Please Share...Print this pageTweet about this on TwitterShare on Facebook0Share on Google+0Pin on Pinterest0Share on Tumblr0Share on StumbleUpon0Share on Reddit0Email this to someone

Like many companies and individuals, I still have to deal with paper. Even though it’s becoming an increasingly digital world, paper still reigns supreme in some areas. I have looked at document imaging systems in the past when I worked at another company, and found them to be quite expensive. Below is my open source solution to this common problem, and it only cost me hardware.

Step 1: Find a good scanner

Sometimes it’s hard to get good hardware that is supported in Linux. Many major manufacturers are now offering Linux drivers and Brother happens to be one of them. They have a line of multi-function machines that work very well in Linux with their supplied driver (at least in my experience). The scanner I use is the MFC5440CN. The reason I use this particular model is because it has a 35 page automatic document feeder (ADF). That may not seem like very much capacity, but if you have a longer document you can add pages to the ADF while it’s scanning.

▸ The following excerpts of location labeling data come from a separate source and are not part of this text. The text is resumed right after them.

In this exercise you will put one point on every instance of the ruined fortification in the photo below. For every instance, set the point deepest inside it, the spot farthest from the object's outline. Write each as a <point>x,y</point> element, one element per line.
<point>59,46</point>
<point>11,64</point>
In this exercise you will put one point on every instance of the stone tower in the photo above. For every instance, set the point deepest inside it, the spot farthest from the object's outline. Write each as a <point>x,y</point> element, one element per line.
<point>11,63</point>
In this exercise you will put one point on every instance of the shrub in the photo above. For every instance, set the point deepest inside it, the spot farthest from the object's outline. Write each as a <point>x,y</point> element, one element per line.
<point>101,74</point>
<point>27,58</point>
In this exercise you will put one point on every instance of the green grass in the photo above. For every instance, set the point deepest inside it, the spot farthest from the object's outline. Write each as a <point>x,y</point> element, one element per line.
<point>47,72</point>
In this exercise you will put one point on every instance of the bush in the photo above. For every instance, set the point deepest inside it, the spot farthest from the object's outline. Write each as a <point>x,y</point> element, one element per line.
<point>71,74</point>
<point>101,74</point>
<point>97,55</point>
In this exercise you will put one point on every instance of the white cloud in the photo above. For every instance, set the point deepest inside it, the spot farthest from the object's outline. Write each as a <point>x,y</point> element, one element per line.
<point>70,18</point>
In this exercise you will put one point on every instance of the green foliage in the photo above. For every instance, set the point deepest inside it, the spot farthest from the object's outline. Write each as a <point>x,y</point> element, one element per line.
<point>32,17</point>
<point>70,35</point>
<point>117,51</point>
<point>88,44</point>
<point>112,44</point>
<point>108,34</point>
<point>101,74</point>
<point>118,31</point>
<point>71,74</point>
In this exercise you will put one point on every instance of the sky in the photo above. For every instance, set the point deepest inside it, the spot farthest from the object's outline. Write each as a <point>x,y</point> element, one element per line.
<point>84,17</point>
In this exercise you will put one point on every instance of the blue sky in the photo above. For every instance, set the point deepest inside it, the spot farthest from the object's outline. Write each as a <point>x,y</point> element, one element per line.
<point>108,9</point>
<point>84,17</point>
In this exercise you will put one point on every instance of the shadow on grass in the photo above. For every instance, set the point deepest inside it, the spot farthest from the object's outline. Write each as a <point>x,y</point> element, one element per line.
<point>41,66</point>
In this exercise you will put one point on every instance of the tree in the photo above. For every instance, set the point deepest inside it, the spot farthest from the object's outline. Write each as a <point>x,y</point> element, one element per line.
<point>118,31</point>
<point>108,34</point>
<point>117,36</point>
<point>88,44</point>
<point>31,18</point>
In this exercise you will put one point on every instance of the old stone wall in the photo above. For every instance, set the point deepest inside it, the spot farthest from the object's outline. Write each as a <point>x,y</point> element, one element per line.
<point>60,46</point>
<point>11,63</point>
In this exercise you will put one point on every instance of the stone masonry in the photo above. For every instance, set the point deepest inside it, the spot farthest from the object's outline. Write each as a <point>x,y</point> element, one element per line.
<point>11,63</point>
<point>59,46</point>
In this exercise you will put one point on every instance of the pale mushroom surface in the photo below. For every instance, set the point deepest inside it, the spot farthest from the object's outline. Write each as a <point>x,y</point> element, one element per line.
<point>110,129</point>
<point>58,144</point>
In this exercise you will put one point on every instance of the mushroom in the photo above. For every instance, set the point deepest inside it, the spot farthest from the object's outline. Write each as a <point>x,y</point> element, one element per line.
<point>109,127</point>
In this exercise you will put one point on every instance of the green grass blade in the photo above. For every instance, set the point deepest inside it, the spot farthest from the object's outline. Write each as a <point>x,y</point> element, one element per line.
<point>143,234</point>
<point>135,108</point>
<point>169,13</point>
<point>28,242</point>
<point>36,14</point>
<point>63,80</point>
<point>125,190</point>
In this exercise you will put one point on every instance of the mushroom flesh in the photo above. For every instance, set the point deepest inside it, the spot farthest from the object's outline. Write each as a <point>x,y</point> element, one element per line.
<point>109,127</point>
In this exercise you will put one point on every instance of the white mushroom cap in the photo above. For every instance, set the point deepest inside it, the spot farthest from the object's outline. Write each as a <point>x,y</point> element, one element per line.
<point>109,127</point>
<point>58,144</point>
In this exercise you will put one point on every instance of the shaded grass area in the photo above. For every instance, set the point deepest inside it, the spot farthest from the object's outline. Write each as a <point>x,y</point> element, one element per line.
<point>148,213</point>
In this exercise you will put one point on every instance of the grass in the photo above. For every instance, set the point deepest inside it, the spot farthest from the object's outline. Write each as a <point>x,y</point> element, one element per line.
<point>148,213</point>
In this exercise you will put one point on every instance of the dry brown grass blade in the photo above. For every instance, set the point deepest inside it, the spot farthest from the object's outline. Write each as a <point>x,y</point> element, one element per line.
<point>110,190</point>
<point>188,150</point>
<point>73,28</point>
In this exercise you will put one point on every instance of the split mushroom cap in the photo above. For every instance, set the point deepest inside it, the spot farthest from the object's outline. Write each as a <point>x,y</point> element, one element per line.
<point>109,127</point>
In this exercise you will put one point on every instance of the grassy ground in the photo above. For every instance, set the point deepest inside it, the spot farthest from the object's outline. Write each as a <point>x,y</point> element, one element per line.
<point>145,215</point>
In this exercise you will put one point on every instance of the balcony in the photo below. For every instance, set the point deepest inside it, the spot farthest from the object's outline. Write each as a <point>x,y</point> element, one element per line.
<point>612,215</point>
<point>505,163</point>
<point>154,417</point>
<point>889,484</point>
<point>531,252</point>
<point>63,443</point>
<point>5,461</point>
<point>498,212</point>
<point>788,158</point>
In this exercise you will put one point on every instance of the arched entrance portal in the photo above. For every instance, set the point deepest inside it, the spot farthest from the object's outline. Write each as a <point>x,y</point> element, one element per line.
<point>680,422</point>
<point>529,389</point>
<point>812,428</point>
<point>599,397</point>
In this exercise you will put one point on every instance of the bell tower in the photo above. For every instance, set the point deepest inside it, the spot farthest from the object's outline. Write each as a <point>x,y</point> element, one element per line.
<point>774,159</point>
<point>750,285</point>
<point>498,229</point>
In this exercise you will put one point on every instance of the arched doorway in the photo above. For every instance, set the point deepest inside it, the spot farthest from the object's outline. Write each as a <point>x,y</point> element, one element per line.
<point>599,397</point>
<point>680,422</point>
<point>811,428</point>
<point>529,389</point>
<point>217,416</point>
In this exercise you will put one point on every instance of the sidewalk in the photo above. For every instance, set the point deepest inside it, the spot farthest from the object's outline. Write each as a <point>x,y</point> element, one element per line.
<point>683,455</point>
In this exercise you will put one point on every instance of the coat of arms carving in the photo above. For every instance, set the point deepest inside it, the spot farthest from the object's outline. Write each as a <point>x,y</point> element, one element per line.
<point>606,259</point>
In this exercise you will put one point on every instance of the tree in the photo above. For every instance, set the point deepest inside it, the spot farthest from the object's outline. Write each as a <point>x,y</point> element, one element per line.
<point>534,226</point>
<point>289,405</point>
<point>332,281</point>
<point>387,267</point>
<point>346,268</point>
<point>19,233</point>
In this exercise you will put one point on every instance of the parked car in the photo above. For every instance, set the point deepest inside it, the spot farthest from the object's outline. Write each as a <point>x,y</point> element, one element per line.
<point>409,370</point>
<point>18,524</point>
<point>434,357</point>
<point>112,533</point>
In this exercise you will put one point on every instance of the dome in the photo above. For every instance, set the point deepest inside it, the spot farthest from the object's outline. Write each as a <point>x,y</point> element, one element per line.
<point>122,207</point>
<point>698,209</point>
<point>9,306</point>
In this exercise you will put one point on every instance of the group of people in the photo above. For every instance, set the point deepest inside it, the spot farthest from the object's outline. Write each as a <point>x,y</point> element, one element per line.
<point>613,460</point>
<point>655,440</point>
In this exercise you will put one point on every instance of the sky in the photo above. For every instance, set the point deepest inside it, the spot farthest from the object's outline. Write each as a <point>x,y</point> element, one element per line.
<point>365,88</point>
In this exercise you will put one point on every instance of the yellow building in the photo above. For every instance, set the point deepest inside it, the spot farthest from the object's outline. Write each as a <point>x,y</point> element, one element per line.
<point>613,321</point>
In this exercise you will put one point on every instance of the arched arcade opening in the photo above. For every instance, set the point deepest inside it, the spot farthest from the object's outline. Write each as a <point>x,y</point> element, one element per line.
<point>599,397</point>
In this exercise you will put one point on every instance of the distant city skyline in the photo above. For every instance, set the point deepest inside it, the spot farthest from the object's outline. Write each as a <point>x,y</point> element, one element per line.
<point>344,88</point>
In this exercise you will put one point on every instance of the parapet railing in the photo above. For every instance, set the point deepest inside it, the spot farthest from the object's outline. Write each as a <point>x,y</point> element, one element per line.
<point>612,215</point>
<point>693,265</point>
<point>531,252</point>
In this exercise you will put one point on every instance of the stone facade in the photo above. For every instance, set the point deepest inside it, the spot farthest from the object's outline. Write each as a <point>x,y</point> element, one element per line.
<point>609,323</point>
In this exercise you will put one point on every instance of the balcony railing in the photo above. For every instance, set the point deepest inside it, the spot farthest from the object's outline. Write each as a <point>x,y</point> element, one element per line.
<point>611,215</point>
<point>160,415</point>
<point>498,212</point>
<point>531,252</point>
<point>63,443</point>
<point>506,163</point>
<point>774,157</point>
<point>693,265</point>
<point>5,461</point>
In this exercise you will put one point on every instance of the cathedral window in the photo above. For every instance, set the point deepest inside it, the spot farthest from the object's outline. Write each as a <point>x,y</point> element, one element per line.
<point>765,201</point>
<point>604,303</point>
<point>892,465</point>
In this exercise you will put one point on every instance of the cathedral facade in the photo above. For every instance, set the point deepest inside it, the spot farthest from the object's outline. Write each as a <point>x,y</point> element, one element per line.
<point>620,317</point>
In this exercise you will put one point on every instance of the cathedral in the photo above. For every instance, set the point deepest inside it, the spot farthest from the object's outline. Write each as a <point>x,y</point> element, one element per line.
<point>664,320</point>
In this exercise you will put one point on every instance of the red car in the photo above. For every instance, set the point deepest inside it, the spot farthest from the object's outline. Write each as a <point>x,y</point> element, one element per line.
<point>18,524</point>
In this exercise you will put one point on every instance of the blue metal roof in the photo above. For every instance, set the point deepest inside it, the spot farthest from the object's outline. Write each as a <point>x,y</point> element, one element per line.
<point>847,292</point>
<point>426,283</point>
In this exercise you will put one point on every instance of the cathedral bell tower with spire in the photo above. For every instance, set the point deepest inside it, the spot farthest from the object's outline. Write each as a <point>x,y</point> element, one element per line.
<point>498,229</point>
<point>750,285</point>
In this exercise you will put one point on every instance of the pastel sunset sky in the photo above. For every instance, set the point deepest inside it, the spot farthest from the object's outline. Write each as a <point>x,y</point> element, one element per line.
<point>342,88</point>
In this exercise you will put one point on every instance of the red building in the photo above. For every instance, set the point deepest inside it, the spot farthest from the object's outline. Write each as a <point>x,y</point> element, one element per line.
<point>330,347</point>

In addition to the ADF, the scanner can be acquired for little money; Amazon has it listed for $123.49 with free shipping. A USB cable will have to be acquired separately (if you don’t already have one) because it is not included with the scanner.

Step 2: Install drivers & software

This part is incredibly simple compared to some other devices I’ve tried to use, partially because of the simple package management in Debian Linux and partly because Brother supplies a good open source driver. You can simply navigate to their page that contains Linux drivers and download the appropriate one for your distribution. I used the brscan2 Debian installer package.

After the driver is downloaded, it can be installed by typing (as root) “dpkg -i brscan2-0.0.2-1.i386.deb” (without quotes). The only other software required for this is SANE, ImageMagick, and pdftk. In Debian Linux these are easily installed by running “apt-get install sane imagemagick pdftk” (again, without quotes).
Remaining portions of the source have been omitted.